Solving Differential Equation depending on variables solved by NDSolve

Question

How to solve a differential equation which consists of variables depending upon another differential equation?

Answer 1

NDSolve doesn't yield a symbolic solution so you can't directly derive variable values from it. If you have an idea of the solution you could try to fit the output of NDSolve to that model.

If your question is "Can I use the numerical solution from a NDSolve in an DSolve?" the answer is "Yes, sort of".

Let's demonstrate this with an example.

A simple harmonic oscillator can be specified with this DE: y''[t] == -y[t]. With some boundary and initial conditions it can be solved both numerically and symbolically:

g[t_] = y[t] /. First@NDSolve[{y''[t] == -y[t], y[0] == 0, y'[0] == 1}, y[t], {t, 0, 30}]

h[t_] = y[t] /. First@DSolve[{y''[t] == -y[t], y[0] == 0, y'[0] == 1}, y[t], t]

Sin[t]

A simple driven harmonic oscillator is given by: y''[t] == -k^2 y[t] + d[t] where d[t] is the driving force function. Let's have the driven harmonic oscillator be driven by another harmonic oscillator.
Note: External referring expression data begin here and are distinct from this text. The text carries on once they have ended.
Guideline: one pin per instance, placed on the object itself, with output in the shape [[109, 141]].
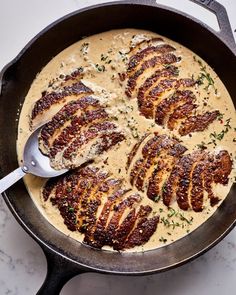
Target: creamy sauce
[[103, 57]]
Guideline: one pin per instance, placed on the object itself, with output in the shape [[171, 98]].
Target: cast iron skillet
[[65, 256]]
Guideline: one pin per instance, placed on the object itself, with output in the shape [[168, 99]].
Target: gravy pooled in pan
[[147, 131]]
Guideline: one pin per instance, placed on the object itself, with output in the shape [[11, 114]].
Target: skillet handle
[[223, 20], [59, 272]]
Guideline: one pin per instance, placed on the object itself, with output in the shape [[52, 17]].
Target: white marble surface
[[22, 263]]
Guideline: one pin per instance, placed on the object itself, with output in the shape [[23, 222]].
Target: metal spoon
[[34, 162]]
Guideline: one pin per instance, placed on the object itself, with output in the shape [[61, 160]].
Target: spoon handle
[[10, 179]]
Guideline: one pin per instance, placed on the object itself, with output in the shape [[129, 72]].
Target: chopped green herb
[[163, 240], [171, 213], [201, 145], [100, 68], [204, 75], [84, 48], [157, 198], [164, 188]]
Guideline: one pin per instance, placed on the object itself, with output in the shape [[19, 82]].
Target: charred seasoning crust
[[90, 200], [178, 176], [122, 223], [175, 111]]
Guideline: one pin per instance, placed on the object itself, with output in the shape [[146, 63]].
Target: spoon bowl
[[34, 162]]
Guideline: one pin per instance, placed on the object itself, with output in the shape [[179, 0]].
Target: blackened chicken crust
[[152, 77], [166, 171], [100, 207], [68, 93]]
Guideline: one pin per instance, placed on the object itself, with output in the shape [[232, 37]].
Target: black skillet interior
[[16, 82]]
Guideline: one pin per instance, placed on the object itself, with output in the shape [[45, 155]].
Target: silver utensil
[[34, 162]]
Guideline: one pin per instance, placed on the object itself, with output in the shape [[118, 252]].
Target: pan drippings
[[147, 130]]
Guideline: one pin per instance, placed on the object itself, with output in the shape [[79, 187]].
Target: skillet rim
[[18, 57]]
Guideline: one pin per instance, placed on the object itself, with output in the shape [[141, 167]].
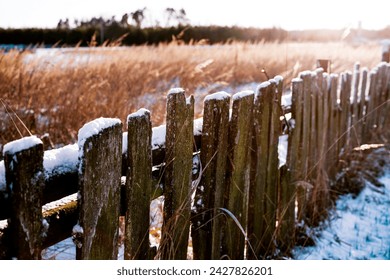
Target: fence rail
[[238, 202]]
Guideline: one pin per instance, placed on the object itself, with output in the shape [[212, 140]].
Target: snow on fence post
[[25, 180], [178, 175], [262, 192], [209, 196], [240, 133], [100, 156], [138, 185]]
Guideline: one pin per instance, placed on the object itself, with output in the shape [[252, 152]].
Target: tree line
[[132, 29]]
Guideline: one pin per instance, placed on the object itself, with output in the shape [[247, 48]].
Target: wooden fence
[[241, 201]]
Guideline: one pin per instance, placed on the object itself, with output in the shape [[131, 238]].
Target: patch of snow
[[175, 91], [198, 126], [282, 149], [61, 160], [140, 113], [3, 224], [21, 144], [296, 80], [58, 203], [158, 136], [221, 95], [278, 79], [263, 85], [286, 99], [242, 94], [358, 229], [95, 127], [124, 142]]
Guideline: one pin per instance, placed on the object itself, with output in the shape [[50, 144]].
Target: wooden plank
[[178, 173], [23, 160], [273, 183], [354, 113], [238, 173], [60, 217], [362, 105], [370, 112], [314, 125], [384, 72], [209, 197], [259, 166], [345, 121], [302, 186], [138, 185], [100, 145], [333, 133]]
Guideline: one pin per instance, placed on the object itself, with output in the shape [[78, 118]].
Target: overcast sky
[[288, 14]]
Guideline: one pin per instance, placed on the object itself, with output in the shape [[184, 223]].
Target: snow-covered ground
[[359, 228]]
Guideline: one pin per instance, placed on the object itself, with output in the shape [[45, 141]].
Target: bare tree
[[125, 20], [138, 16]]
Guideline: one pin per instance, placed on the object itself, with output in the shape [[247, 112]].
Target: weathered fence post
[[362, 109], [25, 181], [100, 156], [263, 194], [210, 192], [178, 175], [240, 133], [303, 188], [370, 112], [138, 185], [345, 121], [333, 133], [354, 113], [294, 171], [324, 64]]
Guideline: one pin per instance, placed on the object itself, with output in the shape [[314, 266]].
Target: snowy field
[[358, 229]]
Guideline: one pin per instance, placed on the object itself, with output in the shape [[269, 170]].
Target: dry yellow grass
[[66, 92]]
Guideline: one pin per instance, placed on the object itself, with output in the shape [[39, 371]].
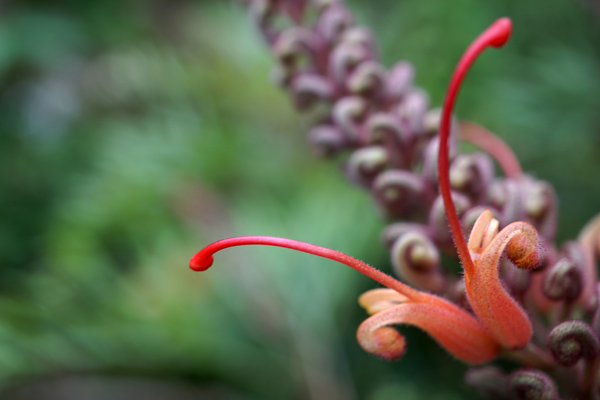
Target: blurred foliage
[[132, 133]]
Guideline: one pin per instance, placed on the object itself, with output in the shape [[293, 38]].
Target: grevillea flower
[[501, 315], [499, 321]]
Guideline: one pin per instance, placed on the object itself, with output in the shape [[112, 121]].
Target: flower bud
[[525, 250], [504, 195], [366, 163], [416, 260], [412, 111], [348, 114], [344, 58], [327, 140], [472, 174], [308, 89], [281, 75], [383, 129], [399, 80], [571, 341], [531, 385], [490, 382], [438, 221], [563, 281], [399, 191], [294, 44], [358, 35], [540, 205], [392, 232], [596, 305], [333, 21], [367, 79]]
Let's pick k^2=2.

In a pure symbolic situation (symbolically solved driven oscillator + symbolically solved driver h[t]) this would lead to the following:

solDD[t_] = y[t] /. First@DSolve[{y''[t] == -2 y[t] + h[t], y[0] == 0, y'[0] == 1}, y[t], t]

Cos[Sqrt[2] t]^2 Sin[t] + Sin[t] Sin[Sqrt[2] t]^2

In a pure numerical situation (numerically solved driven oscillator + numerically solved driver g[t]) we get:

solNN[t_] = 
  y[t] /. First@NDSolve[{y''[t] == -2 y[t] + g[t], y[0] == 0, y'[0] == 1}, y[t], {t, 1, 30}]

These two are easily plotted and appear identical:

 Plot[{solDD[t], solNN[t]}, {t, 0, 30}]

A mixed situation (symbolically solved driven oscillator + numerically solved driver g[t]), which seems to be the target of your question yields:

solDN[t_] = y[t] /. First@DSolve[{y''[t] == -2 y[t] + g[t], y[0] == 0, y'[0] == 1}, y[t], t]

This result can be readily evaluated or plotted, though the latter will be fairly slow because a numerical integral needs to be calculated for every single point in the plot.

The following plot took an estimated 15 minutes, but is the same as the two above.